Here is the link, if you can't view the movie.

This is one of the coolest things I've ever seen. Photosynth examines images for similarities to each other and uses that information to estimate the shape of the subject and the vantage point each photo was taken from. Then, the information is used to recreate the space and use it as a canvas to display and navigate through the photos. Used in conjunction with the vast amount of photographic data on the web, it allows an immersive recreation of the most interesting landmarks and events (there's a great one of Obama's inaugural address on the site). The program is freely available on the site (there's no available Mac software for the creation of Photosynth canvasses, but you can view others. but there is an app for the iPhone). You can just take a bunch of pictures of whatever, upload them, and whalla! Your room is now communicated as a 3d environment that is shared with the rest of the world. Think of all the Google street view image files, low and high flying balloon and plane images, tourist photos on Flickr, all combined into a navigable, virtual landscape. (There's actually a couple cool skyview Photosynths on the main page.)

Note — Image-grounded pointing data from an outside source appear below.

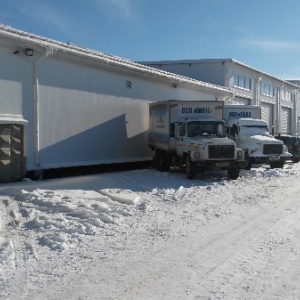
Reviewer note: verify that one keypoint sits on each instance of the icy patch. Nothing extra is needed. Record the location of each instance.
(60, 218)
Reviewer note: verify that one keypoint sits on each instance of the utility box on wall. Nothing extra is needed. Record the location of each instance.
(11, 152)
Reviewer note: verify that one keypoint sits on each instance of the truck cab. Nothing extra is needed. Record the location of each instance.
(260, 146)
(202, 145)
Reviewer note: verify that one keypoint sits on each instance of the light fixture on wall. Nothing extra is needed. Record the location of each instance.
(29, 51)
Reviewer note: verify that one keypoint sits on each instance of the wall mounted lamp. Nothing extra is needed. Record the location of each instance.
(29, 51)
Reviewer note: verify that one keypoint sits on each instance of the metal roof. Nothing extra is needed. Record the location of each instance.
(107, 59)
(220, 60)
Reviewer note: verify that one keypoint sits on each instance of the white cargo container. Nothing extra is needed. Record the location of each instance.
(64, 106)
(251, 133)
(191, 135)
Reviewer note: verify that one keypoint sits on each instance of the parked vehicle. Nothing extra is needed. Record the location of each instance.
(191, 135)
(293, 145)
(245, 127)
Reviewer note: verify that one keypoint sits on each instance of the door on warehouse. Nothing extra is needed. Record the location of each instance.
(12, 161)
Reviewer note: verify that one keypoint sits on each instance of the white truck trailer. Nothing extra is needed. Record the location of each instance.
(245, 127)
(191, 135)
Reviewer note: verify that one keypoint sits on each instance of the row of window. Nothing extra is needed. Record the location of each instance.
(265, 89)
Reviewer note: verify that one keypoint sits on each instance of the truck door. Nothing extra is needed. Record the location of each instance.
(180, 144)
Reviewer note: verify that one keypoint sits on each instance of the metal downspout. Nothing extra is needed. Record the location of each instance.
(36, 106)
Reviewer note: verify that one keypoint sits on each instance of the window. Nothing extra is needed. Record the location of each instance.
(242, 82)
(267, 89)
(286, 96)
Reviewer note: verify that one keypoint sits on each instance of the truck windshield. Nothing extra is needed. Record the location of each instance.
(206, 128)
(251, 130)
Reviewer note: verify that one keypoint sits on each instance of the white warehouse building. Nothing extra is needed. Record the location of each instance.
(62, 105)
(279, 99)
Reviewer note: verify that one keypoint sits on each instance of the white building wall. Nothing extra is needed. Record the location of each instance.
(80, 111)
(225, 72)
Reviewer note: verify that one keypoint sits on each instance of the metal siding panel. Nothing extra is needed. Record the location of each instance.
(267, 114)
(238, 100)
(285, 126)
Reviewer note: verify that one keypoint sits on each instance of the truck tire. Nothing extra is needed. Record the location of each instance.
(36, 175)
(233, 173)
(249, 165)
(189, 168)
(276, 164)
(161, 161)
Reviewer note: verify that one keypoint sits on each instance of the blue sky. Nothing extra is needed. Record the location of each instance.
(262, 34)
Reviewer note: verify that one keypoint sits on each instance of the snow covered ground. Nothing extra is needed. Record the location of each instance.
(149, 235)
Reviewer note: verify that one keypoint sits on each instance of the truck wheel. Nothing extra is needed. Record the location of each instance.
(36, 175)
(249, 165)
(277, 164)
(189, 168)
(233, 173)
(161, 161)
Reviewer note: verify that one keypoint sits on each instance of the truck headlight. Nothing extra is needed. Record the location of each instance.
(197, 155)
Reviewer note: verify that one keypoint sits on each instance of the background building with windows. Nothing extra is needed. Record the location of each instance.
(279, 99)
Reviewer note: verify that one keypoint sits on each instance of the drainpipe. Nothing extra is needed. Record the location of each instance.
(295, 129)
(257, 90)
(36, 105)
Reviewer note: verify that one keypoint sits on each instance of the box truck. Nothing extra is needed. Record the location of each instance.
(245, 127)
(191, 135)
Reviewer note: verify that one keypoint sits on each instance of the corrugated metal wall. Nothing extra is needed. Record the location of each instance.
(11, 152)
(267, 114)
(286, 114)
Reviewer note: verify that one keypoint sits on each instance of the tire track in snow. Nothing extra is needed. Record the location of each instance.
(249, 253)
(16, 270)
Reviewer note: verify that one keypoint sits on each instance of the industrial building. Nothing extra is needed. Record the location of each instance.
(62, 105)
(279, 99)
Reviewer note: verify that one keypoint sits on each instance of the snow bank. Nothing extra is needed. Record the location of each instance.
(61, 217)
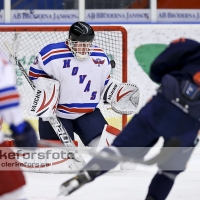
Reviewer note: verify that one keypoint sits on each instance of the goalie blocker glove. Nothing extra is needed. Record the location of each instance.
(123, 97)
(24, 135)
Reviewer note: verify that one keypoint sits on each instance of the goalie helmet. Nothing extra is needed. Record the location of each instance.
(81, 36)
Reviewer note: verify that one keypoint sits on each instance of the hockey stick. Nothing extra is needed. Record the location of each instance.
(54, 121)
(166, 151)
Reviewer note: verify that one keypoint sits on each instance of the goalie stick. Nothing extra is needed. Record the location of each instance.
(166, 151)
(54, 121)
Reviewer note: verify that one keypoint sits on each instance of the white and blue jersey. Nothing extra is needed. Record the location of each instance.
(9, 98)
(81, 82)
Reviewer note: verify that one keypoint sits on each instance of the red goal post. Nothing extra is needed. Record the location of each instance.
(27, 41)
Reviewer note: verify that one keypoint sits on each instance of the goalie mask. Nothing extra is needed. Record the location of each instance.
(81, 36)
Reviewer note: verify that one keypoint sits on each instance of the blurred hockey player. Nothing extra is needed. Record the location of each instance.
(83, 71)
(173, 113)
(11, 178)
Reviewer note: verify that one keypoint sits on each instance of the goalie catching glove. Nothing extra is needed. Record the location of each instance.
(123, 97)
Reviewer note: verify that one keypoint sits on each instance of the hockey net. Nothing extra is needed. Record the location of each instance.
(26, 42)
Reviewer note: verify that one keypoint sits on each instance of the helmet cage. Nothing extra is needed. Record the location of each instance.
(81, 50)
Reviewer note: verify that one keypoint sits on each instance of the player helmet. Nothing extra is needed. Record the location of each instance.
(81, 36)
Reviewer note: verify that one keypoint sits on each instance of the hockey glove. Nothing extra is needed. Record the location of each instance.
(24, 135)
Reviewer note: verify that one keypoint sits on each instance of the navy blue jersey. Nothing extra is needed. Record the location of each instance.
(180, 59)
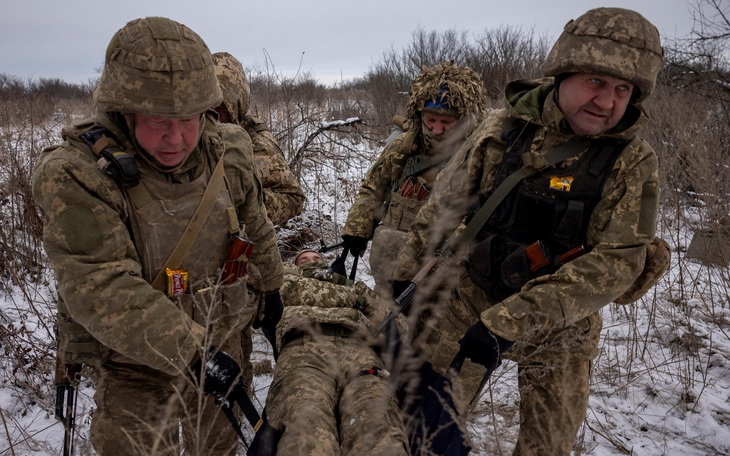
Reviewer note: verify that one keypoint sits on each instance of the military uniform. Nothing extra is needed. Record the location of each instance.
(328, 394)
(108, 244)
(400, 181)
(554, 318)
(283, 196)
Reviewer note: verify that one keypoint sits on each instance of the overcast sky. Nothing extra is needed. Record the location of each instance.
(333, 39)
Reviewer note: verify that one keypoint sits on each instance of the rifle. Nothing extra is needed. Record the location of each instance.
(266, 437)
(66, 380)
(404, 300)
(324, 248)
(554, 156)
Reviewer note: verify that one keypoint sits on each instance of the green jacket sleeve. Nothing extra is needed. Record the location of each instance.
(622, 225)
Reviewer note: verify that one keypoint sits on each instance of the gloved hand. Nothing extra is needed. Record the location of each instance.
(482, 346)
(273, 310)
(356, 245)
(219, 375)
(264, 442)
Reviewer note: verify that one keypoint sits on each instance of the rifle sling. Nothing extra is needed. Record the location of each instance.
(194, 225)
(553, 157)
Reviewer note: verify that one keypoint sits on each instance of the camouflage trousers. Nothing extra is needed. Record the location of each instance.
(326, 404)
(140, 412)
(553, 369)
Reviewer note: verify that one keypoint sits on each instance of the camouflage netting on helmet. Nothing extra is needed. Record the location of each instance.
(233, 83)
(447, 83)
(158, 67)
(612, 41)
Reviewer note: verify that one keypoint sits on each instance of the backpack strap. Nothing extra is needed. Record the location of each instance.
(120, 164)
(530, 167)
(194, 225)
(115, 161)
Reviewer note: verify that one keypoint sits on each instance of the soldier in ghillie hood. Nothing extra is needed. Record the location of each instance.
(564, 242)
(445, 104)
(140, 205)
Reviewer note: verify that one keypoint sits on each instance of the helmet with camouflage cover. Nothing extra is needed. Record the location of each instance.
(612, 41)
(157, 67)
(233, 83)
(447, 88)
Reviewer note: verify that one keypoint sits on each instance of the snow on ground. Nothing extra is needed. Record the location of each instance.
(660, 384)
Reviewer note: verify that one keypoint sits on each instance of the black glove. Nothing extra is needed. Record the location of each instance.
(482, 346)
(399, 286)
(264, 442)
(219, 375)
(356, 245)
(273, 310)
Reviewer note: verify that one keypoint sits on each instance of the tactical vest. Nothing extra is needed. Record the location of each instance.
(413, 179)
(548, 211)
(159, 214)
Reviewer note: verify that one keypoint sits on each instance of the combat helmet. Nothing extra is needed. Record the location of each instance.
(157, 67)
(447, 88)
(233, 84)
(612, 41)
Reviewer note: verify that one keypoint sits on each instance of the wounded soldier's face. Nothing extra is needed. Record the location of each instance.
(308, 257)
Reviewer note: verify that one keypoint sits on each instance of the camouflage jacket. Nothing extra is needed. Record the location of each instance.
(621, 226)
(283, 196)
(97, 265)
(313, 294)
(378, 199)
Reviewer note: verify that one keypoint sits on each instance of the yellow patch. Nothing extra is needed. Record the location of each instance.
(561, 183)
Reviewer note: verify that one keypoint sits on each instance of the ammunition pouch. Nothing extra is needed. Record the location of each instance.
(502, 267)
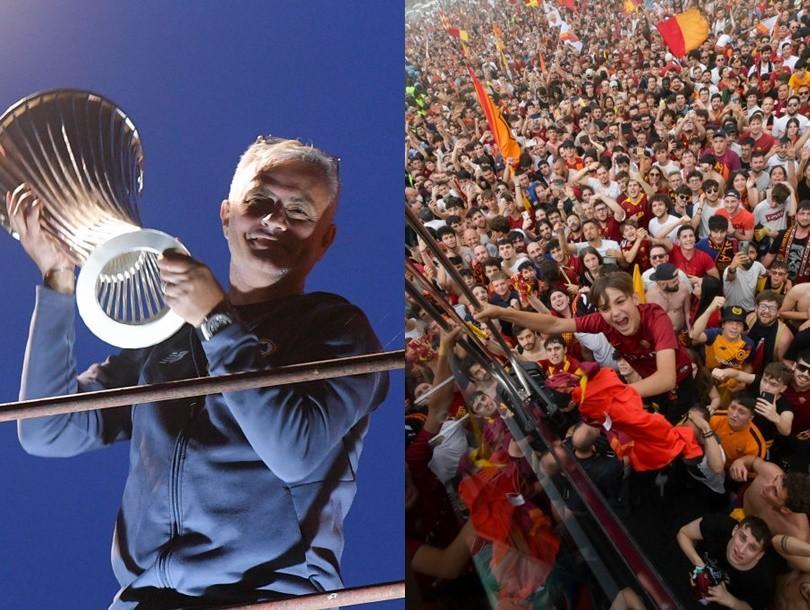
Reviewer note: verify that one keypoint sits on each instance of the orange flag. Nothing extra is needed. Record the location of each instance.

Another important extension, as Aguera says in the above video, is the huge amount of semantic information attached to image files on the internet, such as tags for image searches, or additional tags or embedded information about the location, subject, etc.

This, in combination with mobile phone devices with cameras, is a huge step towards an approach that some people call augmented reality. A combination of image-matching, GPS coordinates, compass orientation, and an internet full of knowledge about the world are leading more and more to an up-to-date, wiki-style portal of information wherever you are, whether it's getting bus times, product or company info, book reviews, or the types of wires inside the stoplight pole across the street. Right now, it's being pursued through increasingly high-performance mobile devices like iPhone apps, and this new Microsoft device, but even now, there are previews of what it will be like when these type of human-computer interfaces are completely ephemeral. Here is a cool demo of this type of "sixth sense" by Pattie Maes.

I was thinking, though, that this software could be used for even more than all that. With this image recognizing software, which make tons of points on an image and cross-examines them against other images, this could be used to synthesize tons of visual information for many purposes. For instance, with the wealth of high resolution digital images of species on the internet, one could import all of them into a massive Photosynthish compilation, using the software to match phenotypic congruences and arranging them into a more or less continuous morphological line, and simply watch it morph through the line of the just-over-2-million identified species (and many unidentified ones scattered throughout the web). It's been discussed before how the internet and widespread high-res digital photography will aid in skyrocketing our list of known species, reducing the daunting gap between the 2 million known and perhaps 100 million unknown species in the world, bringing back an old school, Linnaen taxonomy of searching and labeling. At the very least, this is a profound art project waiting to happen, if not an invaluable tool for understanding our world in new ways.

In fact, the same could be done for almost every physical structure, giving a fresh perspective, for instance, on the morphology of musical technology over the years, or of medieval armor. This type of technology allows for an invaluable synthesis and cross-reference of visual information of all types. And synthesis is exactly what we need to see more of on the internet, with its hopelessly disconnected and unorganized nodes of information laying strewn about in the most unlikely corners.

Another huge catalyst towards a fully integrated, universally connected consciousness!